Pharmacists have expressed concerns about severe shortage of medicines in the NHS, which is putting lives at risk.

Unpublished figures obtained by The Guardian have shown that the number of products in short supply has doubled in the past two years.

The report highlighted short supply of treatments for various conditions including epileptic seizures, cancer, schizophrenia, and diabetes.

A few days back, the Department of Health and Social Care (DHSC) informed healthcare professionals that supply of glucagon-like peptide-1 receptor agonists (GLP-1 RAs), which are used to treat type 2 diabetes, continues to be limited and is not likely to return to normal until at least the end of 2024.

Clinicians were instructed to only prescribe the antidiabetes drugs for licensed indications, and avoid prescribing for weight loss to conserve existing stock for patients with T2DM.

In November 2023, the British Generic Manufacturers Association (BGMA) had revealed that 111 products were facing supply issues, the highest on record and more than double since the start of 2022.

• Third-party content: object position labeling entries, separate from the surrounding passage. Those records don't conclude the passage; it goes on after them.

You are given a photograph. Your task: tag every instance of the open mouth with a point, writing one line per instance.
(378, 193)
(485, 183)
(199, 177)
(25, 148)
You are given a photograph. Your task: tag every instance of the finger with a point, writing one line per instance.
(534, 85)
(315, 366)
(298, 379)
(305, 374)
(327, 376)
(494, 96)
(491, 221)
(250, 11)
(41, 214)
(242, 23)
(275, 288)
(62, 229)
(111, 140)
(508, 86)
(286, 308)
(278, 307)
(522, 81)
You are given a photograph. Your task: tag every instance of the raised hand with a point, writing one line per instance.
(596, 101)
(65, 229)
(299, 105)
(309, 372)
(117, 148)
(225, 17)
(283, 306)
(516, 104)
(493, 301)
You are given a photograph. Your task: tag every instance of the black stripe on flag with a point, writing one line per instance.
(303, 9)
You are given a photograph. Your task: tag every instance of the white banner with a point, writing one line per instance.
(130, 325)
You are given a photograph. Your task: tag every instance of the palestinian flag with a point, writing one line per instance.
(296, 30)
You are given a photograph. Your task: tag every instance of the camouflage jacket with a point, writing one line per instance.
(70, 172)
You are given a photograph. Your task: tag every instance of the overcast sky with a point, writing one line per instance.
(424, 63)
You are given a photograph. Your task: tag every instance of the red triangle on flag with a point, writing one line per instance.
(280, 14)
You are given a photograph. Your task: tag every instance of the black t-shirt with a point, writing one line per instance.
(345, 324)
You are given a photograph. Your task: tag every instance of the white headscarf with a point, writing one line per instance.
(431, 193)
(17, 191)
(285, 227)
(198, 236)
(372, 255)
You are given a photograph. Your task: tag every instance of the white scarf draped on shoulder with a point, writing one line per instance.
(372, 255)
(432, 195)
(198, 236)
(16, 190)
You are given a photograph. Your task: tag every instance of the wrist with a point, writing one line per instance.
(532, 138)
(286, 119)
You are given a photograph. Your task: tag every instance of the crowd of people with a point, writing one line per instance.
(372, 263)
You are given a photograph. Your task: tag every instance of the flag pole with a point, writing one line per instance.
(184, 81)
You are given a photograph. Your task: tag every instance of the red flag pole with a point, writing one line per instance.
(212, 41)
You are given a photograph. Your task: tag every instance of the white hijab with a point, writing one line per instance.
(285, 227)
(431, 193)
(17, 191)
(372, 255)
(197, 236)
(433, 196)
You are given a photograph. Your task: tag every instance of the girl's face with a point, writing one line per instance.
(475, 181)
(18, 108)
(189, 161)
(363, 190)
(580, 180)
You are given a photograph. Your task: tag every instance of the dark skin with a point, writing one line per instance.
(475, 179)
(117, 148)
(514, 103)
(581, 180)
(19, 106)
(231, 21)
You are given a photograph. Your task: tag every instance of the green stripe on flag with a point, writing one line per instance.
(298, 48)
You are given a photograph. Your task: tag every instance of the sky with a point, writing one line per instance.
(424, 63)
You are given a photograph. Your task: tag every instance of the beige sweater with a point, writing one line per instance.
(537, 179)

In a statement shared with the newspaper, Janet Morrison, CEO of Community Pharmacy England (CPE) said: “Pharmacy teams have been struggling to get hold of prescription medicines for many months but the problem is now worse than ever.”

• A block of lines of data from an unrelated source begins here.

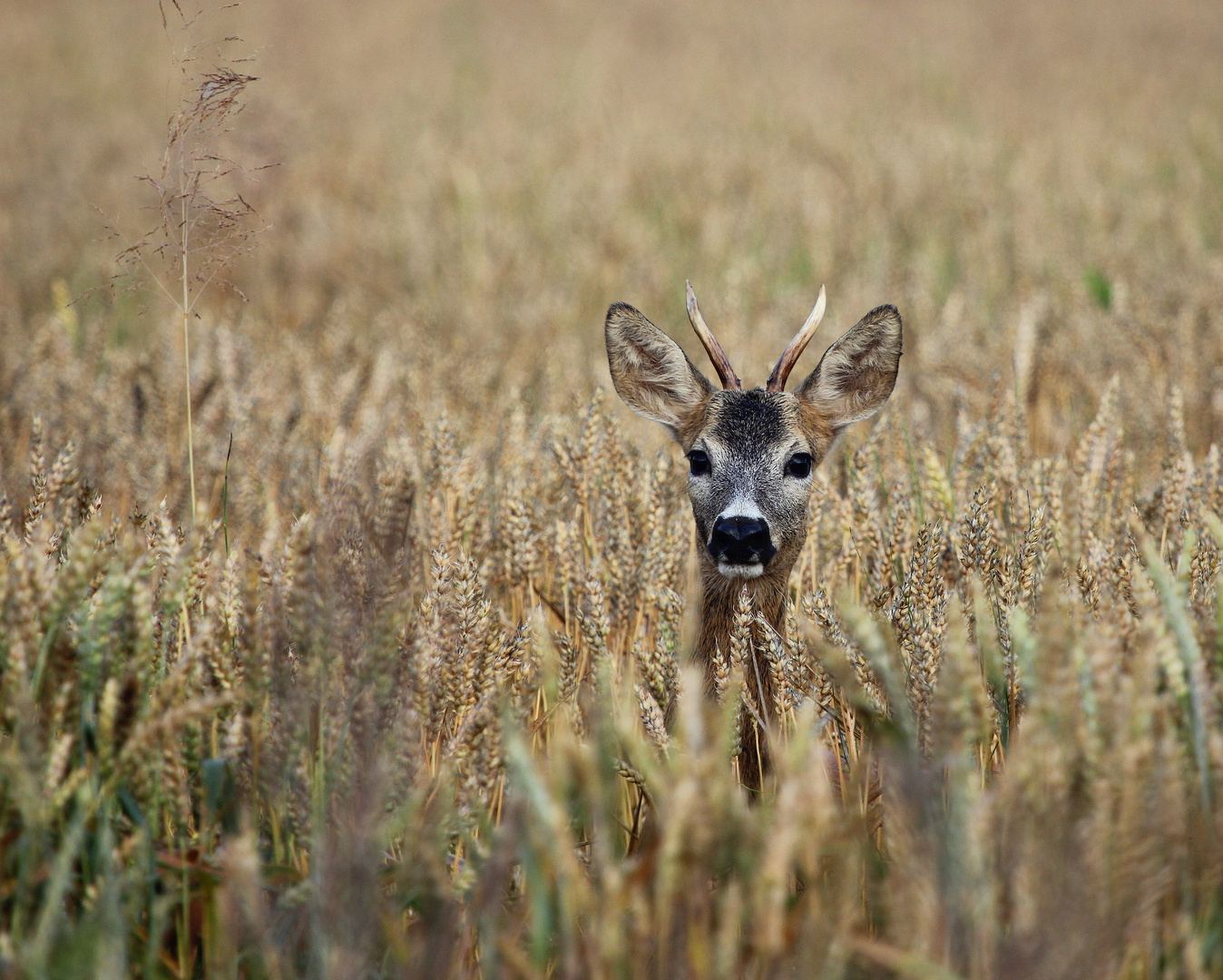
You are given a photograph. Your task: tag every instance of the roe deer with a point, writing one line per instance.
(749, 456)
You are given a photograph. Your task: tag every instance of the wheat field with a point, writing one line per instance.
(386, 671)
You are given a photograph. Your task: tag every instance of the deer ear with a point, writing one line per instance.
(650, 371)
(856, 373)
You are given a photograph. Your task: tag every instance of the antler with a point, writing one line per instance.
(720, 362)
(790, 358)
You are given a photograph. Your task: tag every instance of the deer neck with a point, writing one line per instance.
(719, 596)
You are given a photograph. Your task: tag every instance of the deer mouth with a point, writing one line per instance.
(752, 570)
(741, 547)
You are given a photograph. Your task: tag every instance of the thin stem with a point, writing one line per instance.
(186, 358)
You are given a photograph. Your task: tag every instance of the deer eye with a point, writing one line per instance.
(798, 466)
(699, 463)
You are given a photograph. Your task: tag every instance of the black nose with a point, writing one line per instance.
(741, 541)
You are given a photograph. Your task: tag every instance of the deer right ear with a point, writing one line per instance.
(651, 372)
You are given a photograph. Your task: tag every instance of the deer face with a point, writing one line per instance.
(751, 454)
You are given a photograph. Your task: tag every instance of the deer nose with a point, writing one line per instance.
(741, 541)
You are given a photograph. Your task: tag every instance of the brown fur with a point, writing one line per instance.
(751, 435)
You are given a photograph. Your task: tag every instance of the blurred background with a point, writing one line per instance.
(1037, 186)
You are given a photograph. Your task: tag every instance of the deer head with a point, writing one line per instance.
(751, 453)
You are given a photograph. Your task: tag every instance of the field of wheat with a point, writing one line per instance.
(386, 671)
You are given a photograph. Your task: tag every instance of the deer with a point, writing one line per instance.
(751, 456)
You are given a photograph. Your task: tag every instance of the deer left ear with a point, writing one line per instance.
(856, 373)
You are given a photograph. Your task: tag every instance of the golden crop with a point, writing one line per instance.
(407, 695)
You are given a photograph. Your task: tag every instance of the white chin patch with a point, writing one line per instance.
(741, 572)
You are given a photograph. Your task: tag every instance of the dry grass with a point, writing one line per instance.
(412, 699)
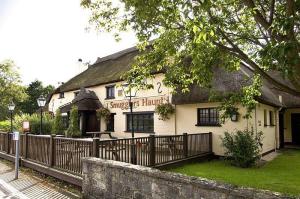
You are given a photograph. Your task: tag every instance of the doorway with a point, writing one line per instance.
(295, 121)
(90, 122)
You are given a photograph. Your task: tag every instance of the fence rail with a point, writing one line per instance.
(66, 153)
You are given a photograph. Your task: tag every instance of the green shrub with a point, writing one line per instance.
(58, 127)
(73, 130)
(242, 148)
(164, 111)
(34, 122)
(5, 126)
(103, 112)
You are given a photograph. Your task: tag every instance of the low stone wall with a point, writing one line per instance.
(110, 179)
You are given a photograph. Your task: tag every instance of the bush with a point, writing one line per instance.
(34, 122)
(58, 127)
(73, 130)
(164, 111)
(242, 148)
(103, 112)
(5, 125)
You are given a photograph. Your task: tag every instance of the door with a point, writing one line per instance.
(92, 123)
(281, 130)
(295, 120)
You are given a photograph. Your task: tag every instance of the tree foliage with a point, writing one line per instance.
(33, 91)
(242, 148)
(192, 36)
(10, 88)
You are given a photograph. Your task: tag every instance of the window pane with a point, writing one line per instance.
(141, 122)
(208, 116)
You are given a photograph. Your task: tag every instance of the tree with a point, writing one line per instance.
(34, 90)
(192, 36)
(10, 88)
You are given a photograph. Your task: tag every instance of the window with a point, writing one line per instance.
(271, 114)
(61, 95)
(110, 92)
(110, 125)
(65, 121)
(76, 93)
(207, 117)
(142, 122)
(265, 118)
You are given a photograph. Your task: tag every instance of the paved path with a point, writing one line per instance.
(27, 187)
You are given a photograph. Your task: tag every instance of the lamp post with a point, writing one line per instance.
(41, 103)
(11, 108)
(130, 93)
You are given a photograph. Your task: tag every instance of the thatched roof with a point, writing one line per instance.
(109, 69)
(225, 82)
(85, 100)
(105, 70)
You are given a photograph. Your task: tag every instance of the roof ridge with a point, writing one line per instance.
(115, 55)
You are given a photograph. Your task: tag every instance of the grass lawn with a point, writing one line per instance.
(280, 175)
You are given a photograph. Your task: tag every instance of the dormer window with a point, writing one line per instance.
(61, 95)
(76, 93)
(110, 92)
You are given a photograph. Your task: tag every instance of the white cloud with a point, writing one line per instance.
(46, 38)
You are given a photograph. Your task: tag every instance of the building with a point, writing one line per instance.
(277, 114)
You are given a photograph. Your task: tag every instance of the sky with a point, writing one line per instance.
(45, 38)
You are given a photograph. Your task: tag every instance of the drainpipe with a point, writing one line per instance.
(175, 115)
(277, 122)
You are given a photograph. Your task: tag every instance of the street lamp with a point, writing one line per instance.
(41, 103)
(11, 108)
(129, 93)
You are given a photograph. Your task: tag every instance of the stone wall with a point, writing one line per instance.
(110, 179)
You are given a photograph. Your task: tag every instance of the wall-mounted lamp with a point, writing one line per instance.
(234, 116)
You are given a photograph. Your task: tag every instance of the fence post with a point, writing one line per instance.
(185, 145)
(25, 145)
(52, 151)
(210, 142)
(152, 150)
(95, 151)
(7, 143)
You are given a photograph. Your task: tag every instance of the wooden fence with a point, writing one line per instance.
(66, 153)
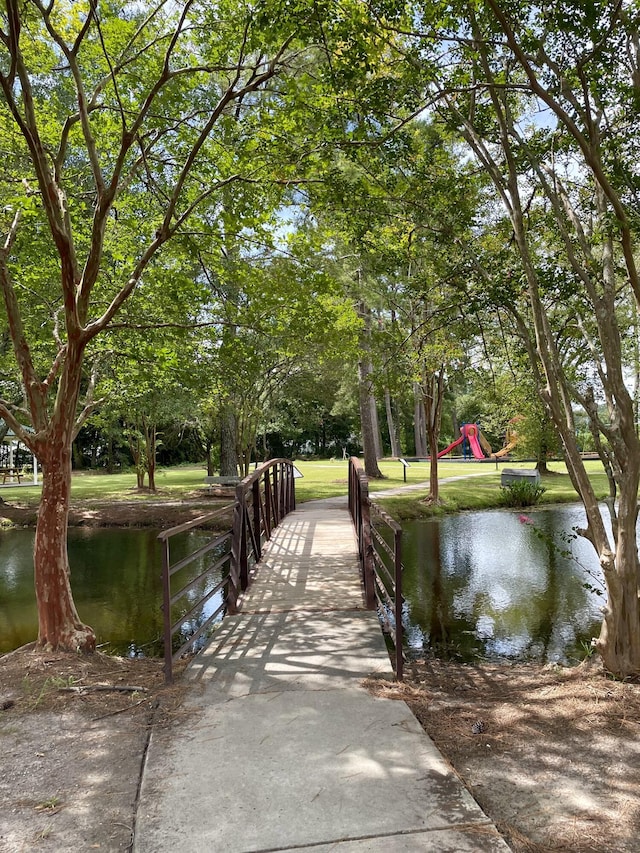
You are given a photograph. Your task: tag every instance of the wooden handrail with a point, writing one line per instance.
(262, 499)
(380, 563)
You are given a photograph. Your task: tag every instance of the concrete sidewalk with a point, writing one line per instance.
(281, 747)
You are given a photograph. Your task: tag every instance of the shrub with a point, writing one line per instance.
(521, 493)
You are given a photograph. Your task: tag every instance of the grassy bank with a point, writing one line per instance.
(463, 485)
(484, 492)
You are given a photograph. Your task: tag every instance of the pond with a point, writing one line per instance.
(478, 585)
(490, 586)
(116, 582)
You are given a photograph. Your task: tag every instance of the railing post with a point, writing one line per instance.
(397, 557)
(276, 497)
(256, 518)
(166, 607)
(236, 551)
(367, 547)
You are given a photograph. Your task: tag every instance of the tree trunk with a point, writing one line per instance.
(433, 392)
(396, 450)
(419, 428)
(209, 457)
(228, 454)
(150, 442)
(59, 626)
(368, 423)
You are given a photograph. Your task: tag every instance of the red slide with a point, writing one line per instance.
(451, 446)
(471, 433)
(477, 451)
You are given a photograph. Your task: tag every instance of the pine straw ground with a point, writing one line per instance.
(551, 754)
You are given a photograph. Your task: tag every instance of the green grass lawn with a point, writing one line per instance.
(328, 478)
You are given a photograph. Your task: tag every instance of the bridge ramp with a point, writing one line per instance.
(281, 747)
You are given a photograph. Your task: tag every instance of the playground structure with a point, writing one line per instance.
(475, 444)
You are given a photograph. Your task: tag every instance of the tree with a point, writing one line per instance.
(110, 117)
(575, 68)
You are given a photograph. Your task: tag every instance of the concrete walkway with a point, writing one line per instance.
(281, 747)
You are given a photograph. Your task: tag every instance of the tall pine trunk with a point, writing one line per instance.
(369, 425)
(394, 440)
(228, 453)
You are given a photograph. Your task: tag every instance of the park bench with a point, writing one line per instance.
(221, 481)
(9, 473)
(516, 475)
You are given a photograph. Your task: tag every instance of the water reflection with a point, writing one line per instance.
(117, 586)
(484, 585)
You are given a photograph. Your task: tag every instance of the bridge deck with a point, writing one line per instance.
(284, 748)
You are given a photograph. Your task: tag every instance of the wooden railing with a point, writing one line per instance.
(380, 550)
(220, 567)
(261, 502)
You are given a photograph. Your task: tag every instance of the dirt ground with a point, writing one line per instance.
(552, 755)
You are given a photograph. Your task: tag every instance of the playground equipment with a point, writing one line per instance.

“It has become worryingly normal to see hundreds of medicines affected by pricing and other issues every month, with problems now a daily occurrence for pharmacies.

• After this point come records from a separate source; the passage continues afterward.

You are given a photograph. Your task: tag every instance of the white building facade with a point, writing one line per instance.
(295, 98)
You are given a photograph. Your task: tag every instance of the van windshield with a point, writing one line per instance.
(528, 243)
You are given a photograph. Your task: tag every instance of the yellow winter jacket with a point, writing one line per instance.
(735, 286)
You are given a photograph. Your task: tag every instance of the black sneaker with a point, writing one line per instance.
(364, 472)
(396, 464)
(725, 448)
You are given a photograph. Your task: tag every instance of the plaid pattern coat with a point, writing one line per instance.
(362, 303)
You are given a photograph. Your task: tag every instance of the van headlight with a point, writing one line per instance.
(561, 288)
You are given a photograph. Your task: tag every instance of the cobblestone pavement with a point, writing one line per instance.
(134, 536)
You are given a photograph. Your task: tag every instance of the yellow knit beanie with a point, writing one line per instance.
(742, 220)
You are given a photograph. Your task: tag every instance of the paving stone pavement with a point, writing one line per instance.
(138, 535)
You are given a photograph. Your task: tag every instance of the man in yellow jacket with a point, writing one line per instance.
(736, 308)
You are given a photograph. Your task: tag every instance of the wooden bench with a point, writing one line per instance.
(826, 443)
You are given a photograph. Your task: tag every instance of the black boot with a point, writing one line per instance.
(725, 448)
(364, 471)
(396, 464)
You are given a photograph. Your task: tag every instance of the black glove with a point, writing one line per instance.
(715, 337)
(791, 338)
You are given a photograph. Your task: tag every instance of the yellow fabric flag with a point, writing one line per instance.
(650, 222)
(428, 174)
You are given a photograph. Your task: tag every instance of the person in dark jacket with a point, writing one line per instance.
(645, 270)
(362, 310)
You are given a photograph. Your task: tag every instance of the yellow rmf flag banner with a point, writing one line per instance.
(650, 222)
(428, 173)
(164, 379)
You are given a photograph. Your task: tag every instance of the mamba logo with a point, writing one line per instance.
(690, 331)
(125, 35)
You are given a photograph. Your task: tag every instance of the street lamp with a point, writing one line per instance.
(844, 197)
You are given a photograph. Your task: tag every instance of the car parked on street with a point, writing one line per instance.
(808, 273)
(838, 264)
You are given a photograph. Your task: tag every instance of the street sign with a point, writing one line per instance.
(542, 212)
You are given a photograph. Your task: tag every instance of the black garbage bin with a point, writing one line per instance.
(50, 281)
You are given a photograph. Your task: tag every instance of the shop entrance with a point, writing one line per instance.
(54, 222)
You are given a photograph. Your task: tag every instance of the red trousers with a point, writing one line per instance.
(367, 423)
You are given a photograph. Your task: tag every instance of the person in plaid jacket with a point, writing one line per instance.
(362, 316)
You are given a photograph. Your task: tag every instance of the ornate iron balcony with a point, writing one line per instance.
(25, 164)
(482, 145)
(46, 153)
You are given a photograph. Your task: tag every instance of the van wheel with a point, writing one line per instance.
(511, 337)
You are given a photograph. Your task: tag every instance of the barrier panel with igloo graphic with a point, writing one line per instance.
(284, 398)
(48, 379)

“The instability is putting operational pressures on pharmacy teams, financial pressures on pharmacy businesses, and for patients it means worrying delays.”

Last year, CPE surveyed people working in pharmacies and 87 per cent of the respondents said that their patients’ health was being put a risk due to medicine supply issues.

Janet cited a combination of factors for medicines supply issues, including Brexit, the ongoing war in Ukraine, the impact of the Covid-19 pandemic, and broader economic instability.

“The NHS and Government need to step in to stabilise the UK medicines supply chain,” she stated.

To address the problem, Janet suggested a “full strategic review of medicines supply in England” and to empower pharmacists to use their knowledge to make “simple changes to medicines where this can speed up supply of medicines safely.”

“This step will help to alleviate this critical situation for both pharmacies and the communities they serve,” she added.